Extreme Elastic Schedule Solution Based on HPA and WorkloadSpread

Since 0.10.0 version,OpenKruise have proposed a multi-domain CRD with by-pass architecture, namely, WorkloadSpread. WorkloadSpread allows a Workload to distribute its Pods to different node, zone, even different clusters and providers, as well as to apply differential configurations in different domains.This CRD can give Workloads the ability of multi-domain scatter, elastic schedule and fine management in a non-intrusive manner.

In this page, we will take a simple web application as an example to help users build an automatic extreme elastic scheduling solution, combining with WorkloadSpread, KEDA, Prometheus and Alibaba Cloud Elastic Instances (ECI).

Introduction

Architecture

The architecture of this solution is as follows: arch

Special Note:

  • In the solution, the HPA configuration is managed by KEDA. KEDA is an enhanced autoscaling component based on HPA. Compared with the native HPA, KEDA has much richer user-defined metrics.

  • We take a trick that the metrics of Nginx instead of Web Pod are collected, because we want to reuse the open-source Nginx-Prometheus-Exporter to simplify this solution. It’s easier to use this exporter to explore the number of https links and other metrics. Most importantly, the traffic entering the Web Pod must go through the Nginx Ingress. Therefore, we are going to directly use the metrics of Nginx, and combine KEDA to implement the automatic scale feature.
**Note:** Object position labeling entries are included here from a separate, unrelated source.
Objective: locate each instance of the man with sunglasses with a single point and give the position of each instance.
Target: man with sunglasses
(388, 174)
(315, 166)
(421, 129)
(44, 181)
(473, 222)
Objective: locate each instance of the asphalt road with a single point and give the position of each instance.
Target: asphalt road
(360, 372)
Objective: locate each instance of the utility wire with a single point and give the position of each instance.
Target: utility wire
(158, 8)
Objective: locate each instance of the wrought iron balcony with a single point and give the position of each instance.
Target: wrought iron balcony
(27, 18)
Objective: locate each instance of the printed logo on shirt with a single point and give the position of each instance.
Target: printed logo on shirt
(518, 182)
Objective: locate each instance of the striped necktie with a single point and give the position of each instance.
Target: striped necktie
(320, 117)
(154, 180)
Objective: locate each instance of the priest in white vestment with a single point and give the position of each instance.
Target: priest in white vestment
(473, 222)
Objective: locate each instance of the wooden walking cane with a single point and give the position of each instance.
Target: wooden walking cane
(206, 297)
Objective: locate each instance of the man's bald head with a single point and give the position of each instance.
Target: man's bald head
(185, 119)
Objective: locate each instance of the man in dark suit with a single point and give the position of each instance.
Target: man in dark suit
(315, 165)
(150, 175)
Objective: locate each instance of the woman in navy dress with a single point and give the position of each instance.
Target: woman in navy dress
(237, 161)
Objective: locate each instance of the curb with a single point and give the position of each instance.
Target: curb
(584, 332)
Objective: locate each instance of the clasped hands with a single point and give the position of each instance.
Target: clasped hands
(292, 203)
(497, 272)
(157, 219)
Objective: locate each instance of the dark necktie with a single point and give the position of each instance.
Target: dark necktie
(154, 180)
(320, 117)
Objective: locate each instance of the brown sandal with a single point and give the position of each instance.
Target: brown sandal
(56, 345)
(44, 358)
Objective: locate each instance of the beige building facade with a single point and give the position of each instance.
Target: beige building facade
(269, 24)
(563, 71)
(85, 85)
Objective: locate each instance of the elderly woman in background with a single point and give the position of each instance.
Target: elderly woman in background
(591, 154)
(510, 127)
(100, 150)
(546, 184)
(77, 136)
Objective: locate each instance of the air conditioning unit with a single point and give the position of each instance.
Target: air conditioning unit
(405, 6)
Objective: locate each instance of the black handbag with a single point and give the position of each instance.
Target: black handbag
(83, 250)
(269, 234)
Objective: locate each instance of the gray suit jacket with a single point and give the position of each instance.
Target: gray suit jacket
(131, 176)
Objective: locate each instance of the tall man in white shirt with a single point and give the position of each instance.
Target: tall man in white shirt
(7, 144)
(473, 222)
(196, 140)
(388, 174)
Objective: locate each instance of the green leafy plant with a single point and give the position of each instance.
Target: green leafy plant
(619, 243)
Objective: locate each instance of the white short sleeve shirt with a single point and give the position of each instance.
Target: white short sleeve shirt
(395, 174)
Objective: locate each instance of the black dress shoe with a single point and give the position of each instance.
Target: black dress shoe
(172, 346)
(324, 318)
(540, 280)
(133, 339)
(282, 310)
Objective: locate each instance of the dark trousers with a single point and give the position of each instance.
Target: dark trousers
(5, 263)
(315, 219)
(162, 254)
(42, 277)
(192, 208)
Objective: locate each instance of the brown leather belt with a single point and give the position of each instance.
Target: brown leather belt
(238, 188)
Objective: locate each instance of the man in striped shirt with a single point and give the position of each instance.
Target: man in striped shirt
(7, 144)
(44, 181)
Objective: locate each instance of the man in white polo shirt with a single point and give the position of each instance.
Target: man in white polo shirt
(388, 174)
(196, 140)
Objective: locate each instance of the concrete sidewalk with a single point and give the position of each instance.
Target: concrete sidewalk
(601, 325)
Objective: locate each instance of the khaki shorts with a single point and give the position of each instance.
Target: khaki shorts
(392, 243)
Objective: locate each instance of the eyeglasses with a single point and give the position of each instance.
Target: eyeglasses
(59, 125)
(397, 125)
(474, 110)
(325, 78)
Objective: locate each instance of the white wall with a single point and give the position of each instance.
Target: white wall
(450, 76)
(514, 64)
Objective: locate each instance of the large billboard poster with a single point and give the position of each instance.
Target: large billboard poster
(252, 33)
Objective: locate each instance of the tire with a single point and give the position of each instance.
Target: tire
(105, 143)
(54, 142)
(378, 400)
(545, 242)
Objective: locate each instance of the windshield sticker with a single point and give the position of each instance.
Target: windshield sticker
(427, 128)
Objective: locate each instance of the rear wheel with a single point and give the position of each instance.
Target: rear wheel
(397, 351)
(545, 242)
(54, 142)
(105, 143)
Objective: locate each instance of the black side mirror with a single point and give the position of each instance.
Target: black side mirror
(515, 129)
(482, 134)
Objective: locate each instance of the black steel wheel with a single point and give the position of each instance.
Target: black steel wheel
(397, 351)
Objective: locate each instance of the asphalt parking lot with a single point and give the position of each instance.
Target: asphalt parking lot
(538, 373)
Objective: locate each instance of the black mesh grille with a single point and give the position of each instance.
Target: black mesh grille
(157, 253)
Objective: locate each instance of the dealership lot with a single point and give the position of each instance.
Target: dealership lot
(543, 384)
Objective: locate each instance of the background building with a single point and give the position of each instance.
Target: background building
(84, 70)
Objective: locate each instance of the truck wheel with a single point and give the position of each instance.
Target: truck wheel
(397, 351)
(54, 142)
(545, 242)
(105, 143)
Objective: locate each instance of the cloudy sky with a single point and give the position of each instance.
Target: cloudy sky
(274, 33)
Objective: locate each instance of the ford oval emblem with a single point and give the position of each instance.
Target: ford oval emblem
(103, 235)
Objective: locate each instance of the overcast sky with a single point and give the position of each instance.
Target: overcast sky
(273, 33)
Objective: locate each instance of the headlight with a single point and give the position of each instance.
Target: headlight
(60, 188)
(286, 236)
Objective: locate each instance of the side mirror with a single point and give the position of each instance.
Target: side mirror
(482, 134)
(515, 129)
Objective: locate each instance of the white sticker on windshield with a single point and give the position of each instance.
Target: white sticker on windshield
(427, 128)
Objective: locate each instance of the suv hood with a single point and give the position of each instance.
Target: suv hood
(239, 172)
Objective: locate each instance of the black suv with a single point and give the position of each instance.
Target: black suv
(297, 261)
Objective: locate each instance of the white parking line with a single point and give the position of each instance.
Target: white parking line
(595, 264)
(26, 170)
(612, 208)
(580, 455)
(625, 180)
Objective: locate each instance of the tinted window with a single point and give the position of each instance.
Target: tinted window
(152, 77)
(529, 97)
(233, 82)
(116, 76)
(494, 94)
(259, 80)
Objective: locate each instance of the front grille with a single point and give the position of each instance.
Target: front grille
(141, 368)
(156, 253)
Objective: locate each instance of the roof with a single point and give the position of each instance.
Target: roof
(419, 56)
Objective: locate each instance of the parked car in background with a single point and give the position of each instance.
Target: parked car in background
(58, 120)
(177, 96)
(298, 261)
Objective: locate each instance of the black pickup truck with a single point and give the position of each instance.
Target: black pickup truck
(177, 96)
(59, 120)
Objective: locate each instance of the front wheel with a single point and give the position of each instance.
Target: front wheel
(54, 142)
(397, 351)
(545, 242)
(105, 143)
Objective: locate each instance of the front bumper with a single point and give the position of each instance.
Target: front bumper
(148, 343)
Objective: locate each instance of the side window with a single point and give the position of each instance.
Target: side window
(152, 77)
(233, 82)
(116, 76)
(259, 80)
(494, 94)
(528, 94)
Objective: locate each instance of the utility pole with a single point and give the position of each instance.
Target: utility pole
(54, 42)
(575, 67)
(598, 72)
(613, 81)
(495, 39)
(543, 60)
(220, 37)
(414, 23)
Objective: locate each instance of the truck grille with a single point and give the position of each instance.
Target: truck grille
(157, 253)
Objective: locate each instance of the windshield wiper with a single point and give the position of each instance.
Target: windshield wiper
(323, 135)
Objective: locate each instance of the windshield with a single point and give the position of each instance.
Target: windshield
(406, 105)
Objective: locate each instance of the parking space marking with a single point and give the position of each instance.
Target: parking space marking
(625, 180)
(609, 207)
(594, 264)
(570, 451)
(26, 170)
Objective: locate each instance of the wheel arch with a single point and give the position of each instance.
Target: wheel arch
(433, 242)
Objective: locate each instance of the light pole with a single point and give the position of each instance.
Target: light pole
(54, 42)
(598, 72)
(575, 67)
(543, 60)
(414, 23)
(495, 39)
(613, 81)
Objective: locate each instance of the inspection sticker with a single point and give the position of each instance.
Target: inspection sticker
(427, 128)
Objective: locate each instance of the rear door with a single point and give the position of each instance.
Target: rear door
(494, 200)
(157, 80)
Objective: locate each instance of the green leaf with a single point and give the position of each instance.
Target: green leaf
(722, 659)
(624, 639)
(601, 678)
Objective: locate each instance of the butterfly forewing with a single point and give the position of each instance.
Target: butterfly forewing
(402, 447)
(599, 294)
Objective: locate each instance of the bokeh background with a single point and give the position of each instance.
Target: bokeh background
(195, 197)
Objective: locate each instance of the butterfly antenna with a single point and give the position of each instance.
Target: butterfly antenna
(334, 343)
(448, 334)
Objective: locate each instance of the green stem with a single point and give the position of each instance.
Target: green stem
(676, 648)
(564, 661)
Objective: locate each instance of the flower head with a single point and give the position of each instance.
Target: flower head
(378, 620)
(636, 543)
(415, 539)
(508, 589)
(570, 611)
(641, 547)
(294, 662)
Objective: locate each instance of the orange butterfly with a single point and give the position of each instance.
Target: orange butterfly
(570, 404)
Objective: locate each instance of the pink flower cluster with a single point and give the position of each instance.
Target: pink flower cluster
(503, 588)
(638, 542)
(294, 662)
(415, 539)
  • At least version 1.21 is required by WorkloadSpread to manage Deployment, but ACK Kubernetes clusters currently supports up to version 1.20. Therefore, we have to take CloneSet as an example in this architecture.

Goals

Our goal is to fully automate the following actions:

  • When the traffic exceeded the threshold within a certain time window (the traffic here is defined as the smooth number of http connections per second, which can be defined according to actual needs), it will scale up replicas automatically;

    • When scaling up, the higher priority will be given to the fixed resource pool to schedule pod. When the fixed resource pool is insufficient or reached the MaxReplicas limit, the Pods will be automatically scheduled to the elastic resource pool;
  • When the traffic is lower than the threshold, it will scale down replicas automatically;

    • When scaling down, the Pods in the elastic resource pool will be deleted first.

Dependency Installation

We use a ACK Kubernetes Cluster with 3 ECS nodes and 1 Virtual-Kubelet (VK) node. ECS nodes correspond to the fixed resource pool, and VK node corresponds to the elastic resource pool.

  1. $ k get node
  2. NAME STATUS ROLES AGE VERSION
  3. us-west-1.192.168.0.47 Ready <none> 153d v1.20.11-aliyun.1
  4. us-west-1.192.168.0.48 Ready <none> 153d v1.20.11-aliyun.1
  5. us-west-1.192.168.0.49 Ready <none> 153d v1.20.11-aliyun.1
  6. virtual-kubelet-us-west-1a Ready agent 19d v1.20.11-aliyun.1

Installing OpenKruise

More details can be found in official installation document. We recommend installing the latest version OpenKruise.

Installing KEDA

KEDA is a Kubernetes-based event driven autoscaling component. It provides event driven scale for any container running in Kubernetes.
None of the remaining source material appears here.